2-… 8. Asliye Hukuk Mahkemesi’nin… Esas sayılı davasının taraflar arasındaki taşınmaz satışı sebebiyle davacı … tarafından taşınmaz üzerindeki SGK hacizlerinin kaldırılması için ödenen miktarın satıcıdan tahsiline ilişkin olduğu, mahkemece yapılan yargılama sonunda; “tarafların 09/02/2016 tarihinde bir araya gelerek dosyaya sunulan yeni bir sözleşme tanzim ettikleri, bu sözleşme içeriğine göre önceki tüm anlaşmaların geçersiz hale getirilip şirkete ait SGK borçlarının da davacı tarafından ödeneceği hatta bakiye borç için eşine ait aracın devredileceği bunun da gerçekleşmemesi nedeniyle 130.000-TL’lik çekin de davacı tarafından dava dışı şirket ortağına teslim edildiği, dolayısıyla tüm ödemeler gerçekleştikten sonra tapu devrinden 2 gün önce yeni bir sözleşme ile taşınmazın üzerinde haciz şerhi bulunan SGK borçlarının davacı tarafından ödeneceğinin kararlaştırılarak taraflarca imzalandığı, her ne kadar davacı bu belgeyi baskı altında imzaladığını ileri sürmüş ve C.Başsavcılığına suç duyurusunda bulunduğunu ifade etmiş ise de bu yönde bir başvurusunun olmadığı tespit edilmiş, dolayısıyla bu yöndeki iddiaları gerçekçi bulunmamış sunulan 09/02/2016 tarihli belge içeriğine göre şirketin SGK borçlarından davacının sorumlu olduğu kanaatine varılmakla ispatlanamayan davasının reddine” karar verildiği kararın kesinleşmediği tespit edilmiştir.

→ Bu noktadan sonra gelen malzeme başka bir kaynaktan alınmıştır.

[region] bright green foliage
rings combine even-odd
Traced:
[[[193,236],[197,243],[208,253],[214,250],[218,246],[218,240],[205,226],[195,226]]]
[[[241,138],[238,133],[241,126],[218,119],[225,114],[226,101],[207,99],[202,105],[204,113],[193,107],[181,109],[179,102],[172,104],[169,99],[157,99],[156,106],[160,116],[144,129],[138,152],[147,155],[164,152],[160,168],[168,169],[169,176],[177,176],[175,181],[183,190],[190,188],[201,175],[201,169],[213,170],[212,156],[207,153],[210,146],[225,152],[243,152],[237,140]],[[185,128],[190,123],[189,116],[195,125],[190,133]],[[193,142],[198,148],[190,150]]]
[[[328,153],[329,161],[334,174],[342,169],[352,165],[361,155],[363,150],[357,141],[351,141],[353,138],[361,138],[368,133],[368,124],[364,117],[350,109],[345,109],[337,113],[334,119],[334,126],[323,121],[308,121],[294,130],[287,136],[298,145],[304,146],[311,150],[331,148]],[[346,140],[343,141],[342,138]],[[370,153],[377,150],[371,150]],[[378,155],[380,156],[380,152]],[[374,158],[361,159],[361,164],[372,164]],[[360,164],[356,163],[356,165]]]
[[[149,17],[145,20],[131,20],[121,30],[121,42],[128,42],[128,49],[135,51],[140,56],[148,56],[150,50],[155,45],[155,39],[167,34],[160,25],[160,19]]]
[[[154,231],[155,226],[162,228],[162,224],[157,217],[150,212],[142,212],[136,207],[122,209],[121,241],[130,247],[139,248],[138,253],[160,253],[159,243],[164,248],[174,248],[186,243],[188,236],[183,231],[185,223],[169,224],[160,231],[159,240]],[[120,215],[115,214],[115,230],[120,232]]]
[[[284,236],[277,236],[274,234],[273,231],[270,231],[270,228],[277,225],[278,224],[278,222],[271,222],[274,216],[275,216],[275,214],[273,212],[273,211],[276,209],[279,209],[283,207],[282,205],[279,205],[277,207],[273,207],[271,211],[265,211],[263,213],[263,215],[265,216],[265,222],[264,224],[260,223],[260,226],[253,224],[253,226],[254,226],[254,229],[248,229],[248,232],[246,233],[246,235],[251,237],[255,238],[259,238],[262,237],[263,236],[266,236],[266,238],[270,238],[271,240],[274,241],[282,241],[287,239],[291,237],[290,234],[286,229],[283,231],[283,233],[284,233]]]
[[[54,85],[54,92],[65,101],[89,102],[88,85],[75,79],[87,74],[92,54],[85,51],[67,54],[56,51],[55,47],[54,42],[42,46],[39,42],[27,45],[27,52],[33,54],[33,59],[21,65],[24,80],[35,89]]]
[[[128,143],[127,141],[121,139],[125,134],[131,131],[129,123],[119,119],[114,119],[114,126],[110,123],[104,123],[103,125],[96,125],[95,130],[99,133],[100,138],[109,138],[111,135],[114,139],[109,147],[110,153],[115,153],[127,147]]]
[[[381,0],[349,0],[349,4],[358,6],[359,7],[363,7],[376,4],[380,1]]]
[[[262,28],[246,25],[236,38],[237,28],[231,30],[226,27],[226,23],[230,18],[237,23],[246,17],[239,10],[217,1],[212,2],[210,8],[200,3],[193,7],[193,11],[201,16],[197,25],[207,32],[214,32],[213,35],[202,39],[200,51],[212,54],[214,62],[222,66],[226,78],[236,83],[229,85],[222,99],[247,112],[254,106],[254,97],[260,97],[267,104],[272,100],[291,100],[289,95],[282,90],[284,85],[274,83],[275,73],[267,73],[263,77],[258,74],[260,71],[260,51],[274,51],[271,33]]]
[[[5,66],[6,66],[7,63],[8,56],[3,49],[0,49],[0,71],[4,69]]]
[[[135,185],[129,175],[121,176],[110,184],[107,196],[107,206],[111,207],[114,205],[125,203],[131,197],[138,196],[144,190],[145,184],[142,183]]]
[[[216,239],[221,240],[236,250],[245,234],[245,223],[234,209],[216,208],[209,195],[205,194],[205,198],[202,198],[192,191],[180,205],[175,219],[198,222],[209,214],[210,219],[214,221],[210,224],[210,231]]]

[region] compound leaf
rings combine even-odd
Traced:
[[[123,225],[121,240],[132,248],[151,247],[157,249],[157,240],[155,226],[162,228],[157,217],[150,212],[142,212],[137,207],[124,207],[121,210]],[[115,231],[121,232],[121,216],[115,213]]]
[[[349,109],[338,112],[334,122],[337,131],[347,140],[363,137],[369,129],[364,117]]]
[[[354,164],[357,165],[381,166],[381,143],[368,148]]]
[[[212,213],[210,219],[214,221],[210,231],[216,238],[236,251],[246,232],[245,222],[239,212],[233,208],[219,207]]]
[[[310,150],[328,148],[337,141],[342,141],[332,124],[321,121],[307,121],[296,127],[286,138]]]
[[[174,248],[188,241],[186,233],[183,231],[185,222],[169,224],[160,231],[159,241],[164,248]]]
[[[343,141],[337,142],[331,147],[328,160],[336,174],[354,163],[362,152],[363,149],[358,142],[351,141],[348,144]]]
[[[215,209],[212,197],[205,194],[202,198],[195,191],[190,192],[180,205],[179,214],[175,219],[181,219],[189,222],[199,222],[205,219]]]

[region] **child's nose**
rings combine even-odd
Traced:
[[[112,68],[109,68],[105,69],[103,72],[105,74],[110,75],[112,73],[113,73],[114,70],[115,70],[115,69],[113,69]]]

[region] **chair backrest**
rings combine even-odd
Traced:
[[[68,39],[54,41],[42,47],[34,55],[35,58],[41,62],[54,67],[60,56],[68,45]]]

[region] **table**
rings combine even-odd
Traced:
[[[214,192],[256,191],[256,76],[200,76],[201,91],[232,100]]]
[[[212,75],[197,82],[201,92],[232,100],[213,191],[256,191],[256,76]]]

Davacı … isticvap edilerek dinlendiği 18/11/2016 tarihli oturumda imzası ile tasdik ettiği beyanında “tapuyu bana vermeyeceklerini ifade ettikleri için zor durumda kaldığımdan anılan 09/02/2016 tarihli sözleşmeyi de baskı altında imzalamak zorunda kaldım… … üstteki bilgisayarla yazılan yazı Şefik tarafından hazırlanarak getirilmişti. Altını ben imzaladım. Oradaki konuşma gereği altındaki araba meselesini de ben kendim el yazımla yazıp ekleyerek imzaladım… … ben arabayı vermeyince bu kez tapu işlemi yapılırken arabanın ederi kadar 130.000-TL’lik çeki tapuda kendilerine verip tapudan işlemi yaptık. O, 130.000-TL lik çek de şuan davalık durumdadır. Biz bunlarla ilgili savcılığa şikayette bulunduk. Orada soruşturma devam etmektedir.” dediği, mahkemece soruşturma evrakını bildirmesi için süre verildiği ve 30/12/2016 tarihli oturumda mahkemece, davacı vekilinin müvekkili tarafından C.Başsavcılığına herhangi bir müracaatta bulunmadığını bildirmiş olduğu anlaşıldı sözleriyle 09/02/206 tarihli sözleşmenin zor durumda olmasından yararlanılarak imzalatıldığı ve 130.000,00 TL tutarlı çekin tapu kaydının alınabilmesi için verildiğini ileri sürdüğünden, mahkemece de bu dosyadaki beyan ikrar olarak değerlendirilerek gerekçeye dayanak yapıldığından, … 8. Asliye Hukuk Mahkemesi’nin… Esas sayılı davasının sonunda verilen karar kesinleştiği taktirde 09/02/2016 tarihli sözleşmeyi baskı altında imzalamadığı davacı … yönünden kesinleşeceğinden dava sonucunda verilen kararın kesinleşmesinin beklenmesi gerektiği halde beklenmediğinden usule aykırı olmakla, istinaf sebebinin kabulüne karar vermek gerekmiştir.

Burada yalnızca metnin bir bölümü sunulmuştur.